Английский чемпион явно боялся Морфи. Когда юный американец в июне 1858 года прибыл в Великобританию специально для матчевой встречи с ним, Стаунтон уклонился от единоборства. Тогда Поль сыграл ряд матчей с другими сильнейшими шахматистами Лондона и всех победил.
– А призовые деньги брал? – поинтересовался Чигорин.
– Он их сейчас же жертвовал на благотворительные цели, а иногда, как например в матче с Гаррвицем, дарил их побежденному, да еще с надбавкой – вместо ста фунтов стерлингов сто двадцать! Разыгрывал из себя испанского гранда! А когда выиграл матч у старого знакомого Левенталя, переехавшего в Лондон, полученный приз употребил на обмеблирование квартиры неудачливому партнеру… Хотя – почему «неудачливому»? Наоборот! Мне вот он не обмеблировал, а мог бы! Друзьями считались…
Чигорин вздохнул:
– Богатому человеку нетрудно изображать филантропа. Морфи приплыл в Англию, не пуговицами платя за билет.
– Конечно! Мамаша снабжала его деньгами, но напоминала о клятве и о том, что шахматы – только развлечение. Не пора ли, дескать, бросить глупости и заняться настоящим делом – адвокатурой?
«Точь-в-точь, как Оля», – подумал Чигорин.
– У нас во Франции, – продолжал Арну де Ривьер, – есть поговорка: «Каждый по-своему убивает блох!» А она, француженка, забыла или не поняла это мудрое изречение и мешала сыну заниматься любимым творчеством… Ну ладно! Так и не дождавшись матча с хитрым и осторожным Стаунтоном, разочарованный Поль приехал к нам, в Париж, осенью 1858 года и провел здесь целую зиму. Страшно увлекался музыкой, все вечера проводил в театре…

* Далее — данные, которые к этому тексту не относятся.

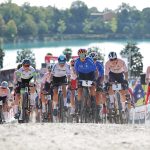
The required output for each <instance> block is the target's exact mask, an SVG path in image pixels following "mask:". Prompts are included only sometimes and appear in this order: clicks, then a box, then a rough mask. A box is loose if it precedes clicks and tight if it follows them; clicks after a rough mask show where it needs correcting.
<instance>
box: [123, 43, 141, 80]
mask: <svg viewBox="0 0 150 150" xmlns="http://www.w3.org/2000/svg"><path fill="white" fill-rule="evenodd" d="M139 50H140V48H138V47H137V46H136V43H134V42H128V43H127V45H126V46H125V48H124V49H123V50H122V51H121V52H120V55H121V56H122V57H124V58H127V61H128V71H129V77H139V76H140V74H141V73H142V72H143V62H142V59H143V56H142V54H141V53H140V52H139Z"/></svg>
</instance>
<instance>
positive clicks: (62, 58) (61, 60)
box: [58, 55, 66, 64]
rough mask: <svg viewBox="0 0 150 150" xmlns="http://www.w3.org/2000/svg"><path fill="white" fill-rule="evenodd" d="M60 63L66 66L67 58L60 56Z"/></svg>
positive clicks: (64, 55)
mask: <svg viewBox="0 0 150 150" xmlns="http://www.w3.org/2000/svg"><path fill="white" fill-rule="evenodd" d="M58 62H59V63H60V64H65V63H66V56H65V55H60V56H59V57H58Z"/></svg>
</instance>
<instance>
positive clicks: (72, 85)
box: [70, 79, 77, 90]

– Как же! – воскликнул Чигорин. – Все русские шахматисты помнят партию, сыгранную Морфи в ложе парижской оперы против герцога Брауншвейгского и графа Изуара.
– Вот-вот, в антракте «Севильского цирюльника». Не партия, а шедевр!.. В декабре в Париж приехал сам Андерсен, именно для того чтобы помериться силами с феноменальным американцем. Поль разгромил в матче и его: выиграл семь, проиграл две при двух ничьих. Подумайте – великого Андерсена! И тот благородно признал после матча, что не он, а юный Поль – сильнейший в мире игрок! Человек серьезный, профессор, не вертопрах, Андерсен так был очарован обаятельным юношей, что не находил слов для похвал. Мне он говорил, что Морфи относится к шахматам с добросовестностью артиста. «Если для нас с вами шахматная партия является лишь удовольствием, развлечением, то для Морфи это не игра, а достойнейшая задача, творческая работа. Морфи во время игры ощущал себя художником шахмат!» – подлинные слова Андерсена.
Чигорин кивнул головой:
– Я понимаю эти чувства!
– Да, шахматы были истинным призванием Поля и должны были бы стать делом его жизни, – задумчиво продолжал Арну де Ривьер, – но, к сожалению, его слова расходились с делом. Он боролся против самого себя!
В ту зиму Поль победил и других известных маэстро, в том числе вашего покорного слугу, а затем снова уехал в Лондон, где за три недели провел ряд выступлений, после чего отплыл в Америку.
Двадцатидвухлетний покоритель шахматной Европы был встречен соотечественниками с огромным энтузиазмом. Толпы поклонников восторженно приветствовали его, но когда на разных банкетах Морфи приходилось выступать с ответным словом, он выглядел мрачным, разочарованным и повторял выученный назубок урок строгой мамаши, что «не надо увлекаться шахматами в ущерб другим, более серьезным занятиям», а порою сообщал, что, дескать, «шахматы – игра для философов», что они «должны быть только развлечением и отдыхом».